Ein Mann bläst frühmorgens im Dorf eine Trompete. Nachbarn beschweren sich. Als die Polizei kommt, findet sie im Haus des 51-Jährigen einen Toten.

svz.de von
09. August 2016, 15:49 Uhr

Polizisten haben in Alt Rehse (Kreis Mecklenburgische Seenplatte) durch Zufall in einem Haus eine Leiche entdeckt. Die Beamten waren wegen ruhestörenden Lärms dienstagmorgen um sieben Uhr von Nachbarn gerufen worden. Der Todesfall sei noch ungeklärt, sagte eine Polizeisprecherin. Der 51 Jahre alte Besitzer des Wohnhauses - einer ehemaligen Landgaststätte - wurde vorläufig festgenommen. Ermittler prüfen nun, ob es sich um ein Tötungsdelikt handelt.

Spezialkräfte der Polizei durchsuchten bis zum späten Nachmittag intensiv das Haus und das Grundstück, das an den Dorfteich grenzt.

Der 51-Jährige soll frühmorgens Trompete geblasen und seine Musikanlage sehr laut aufgedreht haben, wohl nicht zum ersten Mal.

Als die Beamten ihn in seinem Haus befragen, entdecken sie die Leiche, die schon länger in dem Haus gelegen haben dürfte. Derzeit seien aus ermittlungstaktischen Gründen weder Angaben zum Geschlecht, zum Zustand oder zur Identität des Leichnams möglich, sagte die Polizeisprecherin.

Die Staatsanwaltschaft hat eine Obduktion angeordnet. Mit den Ergebnissen wird frühestens am Mittwoch gerechnet. Das persönliche Umfeld des Festgenommenen wird ebenfalls intensiv überprüft. Und es geklärt werden, ob Vermisstenfälle einen Bezug zu Alt Rehse haben.

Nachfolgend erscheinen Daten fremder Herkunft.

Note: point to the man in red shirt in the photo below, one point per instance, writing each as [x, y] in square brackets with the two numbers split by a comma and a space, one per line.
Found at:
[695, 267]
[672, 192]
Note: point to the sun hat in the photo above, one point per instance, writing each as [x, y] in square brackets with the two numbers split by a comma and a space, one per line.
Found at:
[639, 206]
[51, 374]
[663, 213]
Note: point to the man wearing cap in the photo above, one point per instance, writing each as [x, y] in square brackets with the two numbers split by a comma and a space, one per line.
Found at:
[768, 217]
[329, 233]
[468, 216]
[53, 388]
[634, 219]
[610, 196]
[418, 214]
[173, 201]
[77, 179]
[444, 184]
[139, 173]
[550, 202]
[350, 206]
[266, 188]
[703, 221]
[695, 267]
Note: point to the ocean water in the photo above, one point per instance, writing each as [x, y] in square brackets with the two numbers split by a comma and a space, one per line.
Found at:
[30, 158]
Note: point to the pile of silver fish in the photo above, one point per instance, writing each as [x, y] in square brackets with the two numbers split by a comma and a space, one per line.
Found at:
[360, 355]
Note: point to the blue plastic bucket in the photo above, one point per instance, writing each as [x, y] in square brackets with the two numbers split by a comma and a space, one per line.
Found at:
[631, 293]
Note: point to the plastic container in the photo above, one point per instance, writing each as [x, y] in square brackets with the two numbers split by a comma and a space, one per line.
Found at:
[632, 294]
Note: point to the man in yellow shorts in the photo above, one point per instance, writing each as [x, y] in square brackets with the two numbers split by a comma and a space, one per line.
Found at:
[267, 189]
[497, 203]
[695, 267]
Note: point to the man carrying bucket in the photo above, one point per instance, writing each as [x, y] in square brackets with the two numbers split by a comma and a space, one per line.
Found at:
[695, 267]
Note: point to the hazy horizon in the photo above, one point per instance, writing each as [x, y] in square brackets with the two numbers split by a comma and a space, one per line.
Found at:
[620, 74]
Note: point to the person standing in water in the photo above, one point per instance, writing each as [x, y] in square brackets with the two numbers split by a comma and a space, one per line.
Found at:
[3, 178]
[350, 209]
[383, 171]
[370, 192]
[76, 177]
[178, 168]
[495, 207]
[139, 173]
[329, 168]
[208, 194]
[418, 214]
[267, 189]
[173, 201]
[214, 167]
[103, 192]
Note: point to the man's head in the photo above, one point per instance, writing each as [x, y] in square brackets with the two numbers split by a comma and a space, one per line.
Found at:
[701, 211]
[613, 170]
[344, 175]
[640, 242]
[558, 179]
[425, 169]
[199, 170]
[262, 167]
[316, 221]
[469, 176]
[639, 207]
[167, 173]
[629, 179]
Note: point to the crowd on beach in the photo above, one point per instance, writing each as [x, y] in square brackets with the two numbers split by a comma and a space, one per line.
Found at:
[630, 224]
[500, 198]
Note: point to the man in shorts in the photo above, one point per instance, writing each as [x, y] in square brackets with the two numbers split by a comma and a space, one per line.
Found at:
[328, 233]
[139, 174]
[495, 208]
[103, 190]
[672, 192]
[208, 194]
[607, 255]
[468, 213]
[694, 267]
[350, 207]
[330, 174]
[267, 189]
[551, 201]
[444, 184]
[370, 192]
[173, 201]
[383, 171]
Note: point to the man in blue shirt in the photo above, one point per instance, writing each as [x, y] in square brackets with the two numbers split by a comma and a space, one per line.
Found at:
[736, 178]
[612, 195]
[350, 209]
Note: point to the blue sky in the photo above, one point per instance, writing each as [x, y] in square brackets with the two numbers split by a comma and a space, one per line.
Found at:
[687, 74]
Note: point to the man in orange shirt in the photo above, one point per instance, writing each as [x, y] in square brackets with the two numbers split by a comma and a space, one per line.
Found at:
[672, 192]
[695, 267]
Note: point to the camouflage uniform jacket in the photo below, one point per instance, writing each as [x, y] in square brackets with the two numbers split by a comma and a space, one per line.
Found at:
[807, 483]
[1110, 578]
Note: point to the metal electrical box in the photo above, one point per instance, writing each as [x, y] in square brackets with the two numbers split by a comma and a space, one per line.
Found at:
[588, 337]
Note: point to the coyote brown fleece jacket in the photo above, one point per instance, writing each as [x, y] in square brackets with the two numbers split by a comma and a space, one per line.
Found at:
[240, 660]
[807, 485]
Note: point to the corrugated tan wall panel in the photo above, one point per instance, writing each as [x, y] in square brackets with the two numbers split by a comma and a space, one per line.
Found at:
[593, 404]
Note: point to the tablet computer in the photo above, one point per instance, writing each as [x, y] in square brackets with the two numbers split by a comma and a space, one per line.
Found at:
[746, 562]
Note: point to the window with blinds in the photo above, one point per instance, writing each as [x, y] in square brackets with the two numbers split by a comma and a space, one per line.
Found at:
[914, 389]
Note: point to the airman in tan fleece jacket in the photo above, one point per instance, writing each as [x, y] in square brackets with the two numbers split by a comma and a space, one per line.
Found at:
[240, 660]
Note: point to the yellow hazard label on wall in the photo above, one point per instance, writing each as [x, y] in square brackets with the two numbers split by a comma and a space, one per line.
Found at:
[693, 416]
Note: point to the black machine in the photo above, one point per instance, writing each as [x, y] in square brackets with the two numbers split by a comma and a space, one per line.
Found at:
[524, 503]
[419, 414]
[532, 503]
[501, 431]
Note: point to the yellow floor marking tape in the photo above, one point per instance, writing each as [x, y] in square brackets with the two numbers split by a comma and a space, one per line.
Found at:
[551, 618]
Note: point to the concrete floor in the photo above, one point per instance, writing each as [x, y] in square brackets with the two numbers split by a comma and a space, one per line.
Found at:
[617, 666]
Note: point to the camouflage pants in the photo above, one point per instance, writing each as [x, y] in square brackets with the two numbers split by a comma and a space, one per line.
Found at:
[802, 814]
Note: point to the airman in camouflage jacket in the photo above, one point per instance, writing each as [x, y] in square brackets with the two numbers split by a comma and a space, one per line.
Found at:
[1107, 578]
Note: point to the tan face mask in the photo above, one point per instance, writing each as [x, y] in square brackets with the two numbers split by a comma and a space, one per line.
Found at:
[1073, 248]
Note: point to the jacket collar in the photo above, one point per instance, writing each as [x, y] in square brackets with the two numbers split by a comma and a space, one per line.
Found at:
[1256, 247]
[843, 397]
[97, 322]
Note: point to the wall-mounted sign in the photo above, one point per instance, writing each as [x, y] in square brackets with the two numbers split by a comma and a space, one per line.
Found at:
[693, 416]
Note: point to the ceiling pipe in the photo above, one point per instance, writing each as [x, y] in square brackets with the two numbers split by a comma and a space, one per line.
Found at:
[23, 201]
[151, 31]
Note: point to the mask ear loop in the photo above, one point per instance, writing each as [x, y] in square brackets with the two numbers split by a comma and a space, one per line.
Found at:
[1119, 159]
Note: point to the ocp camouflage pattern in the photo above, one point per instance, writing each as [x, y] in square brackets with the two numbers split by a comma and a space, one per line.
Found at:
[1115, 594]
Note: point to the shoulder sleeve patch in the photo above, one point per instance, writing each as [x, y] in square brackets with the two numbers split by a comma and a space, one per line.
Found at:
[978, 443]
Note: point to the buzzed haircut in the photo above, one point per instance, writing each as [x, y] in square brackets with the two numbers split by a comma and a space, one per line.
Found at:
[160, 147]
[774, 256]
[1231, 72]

Das Dorf, das ein Ortsteil der Stadt Penzlin ist, hat etwa 350 Einwohner.

Ersten Ermittlungen zufolge soll der Techniker den Nachbarn in Alt Rehse schon öfter wegen nächtlicher Ruhestörungen aufgefallen sein.

Anwohner berichteten, dass es mehrere Anzeigen gegen ihn wegen nächtlichen Lärms gebe. Der Mann habe allein gelebt, allerdings habe ihn gelegentlich eine Frau besucht, sagte ein Gemeindevertreter. Im Internet verbreitete der 51-Jährige teils diffuse Äußerungen über das gescheiterte alternative Wohnkonzept „Tollense-Lebenspark“.